Ministry leaders embracing a mindset of abundance are able to envision possibilities, inspire optimism, capitalize on opportunities, and unleash entrepreneurial creativity in the church. Concerning the financial future of their congregations, they do not sit idle, hoping good things will happen. Instead, they “get after it” and make good things happen. By leveraging church assets they establish profitable business enterprise, create jobs, reduce local crime, produce tax revenue, resurrect abandoned property, and provide emotional hope to their communities.
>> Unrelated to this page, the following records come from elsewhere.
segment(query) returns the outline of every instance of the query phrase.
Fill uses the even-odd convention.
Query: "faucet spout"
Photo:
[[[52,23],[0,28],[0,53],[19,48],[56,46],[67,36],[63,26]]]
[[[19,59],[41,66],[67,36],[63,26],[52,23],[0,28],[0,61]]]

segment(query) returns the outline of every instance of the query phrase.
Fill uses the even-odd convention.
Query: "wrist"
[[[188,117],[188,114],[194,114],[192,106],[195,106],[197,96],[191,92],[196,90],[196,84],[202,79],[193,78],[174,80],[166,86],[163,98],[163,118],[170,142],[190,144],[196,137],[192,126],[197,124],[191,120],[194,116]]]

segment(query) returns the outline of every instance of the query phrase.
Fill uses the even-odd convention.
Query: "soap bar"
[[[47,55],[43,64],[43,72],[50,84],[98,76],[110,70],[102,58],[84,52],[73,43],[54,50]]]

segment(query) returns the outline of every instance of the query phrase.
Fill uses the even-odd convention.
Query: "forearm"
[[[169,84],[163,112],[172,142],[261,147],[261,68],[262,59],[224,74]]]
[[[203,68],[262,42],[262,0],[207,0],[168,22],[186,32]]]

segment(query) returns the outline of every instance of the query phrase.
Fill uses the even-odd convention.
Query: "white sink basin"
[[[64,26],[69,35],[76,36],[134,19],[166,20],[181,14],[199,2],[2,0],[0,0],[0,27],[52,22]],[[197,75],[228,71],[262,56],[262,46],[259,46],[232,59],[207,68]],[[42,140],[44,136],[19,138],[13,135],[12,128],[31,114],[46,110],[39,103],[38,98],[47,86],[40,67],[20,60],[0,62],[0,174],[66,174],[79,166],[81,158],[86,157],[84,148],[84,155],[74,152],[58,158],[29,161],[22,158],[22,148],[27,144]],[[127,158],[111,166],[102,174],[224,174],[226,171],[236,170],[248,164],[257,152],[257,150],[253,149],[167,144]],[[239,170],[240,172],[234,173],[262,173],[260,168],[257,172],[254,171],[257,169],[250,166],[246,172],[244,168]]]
In so doing, the gospel, the local church, and the kingdom of God are advanced through the application of wise and benevolent church economics.

It’s a great read.  I encourage you to take the time to check it out.  I also encourage you to share this discussion of proactive vs. reactive approaches with your staff and leadership teams.  An emphasis on proactive thinking is a cultural shift within an organization, but it brings a breath of fresh air with it and can engage new people to join in the process.  As I was writing, I came upon the list of antonyms for “proactive,” and they were great examples of what our ministry initiatives can too often devolve into: half-baked, half-cocked, improvident, myopic, shortsighted . . . ouch!  Let’s not be those things.  Let’s be proactive and positive in our ministry and in our mission.

In what ways do you see your congregation being proactive?  In what ways – if you’re honest – are you functioning as a primarily reactive ministry?  Do you feel like you are lunging from crisis to crisis?  Or do you feel the peace of a long-range, organized, strategic approach to your goals?  Share your own stories so that others may benefit from your hard-won wisdom.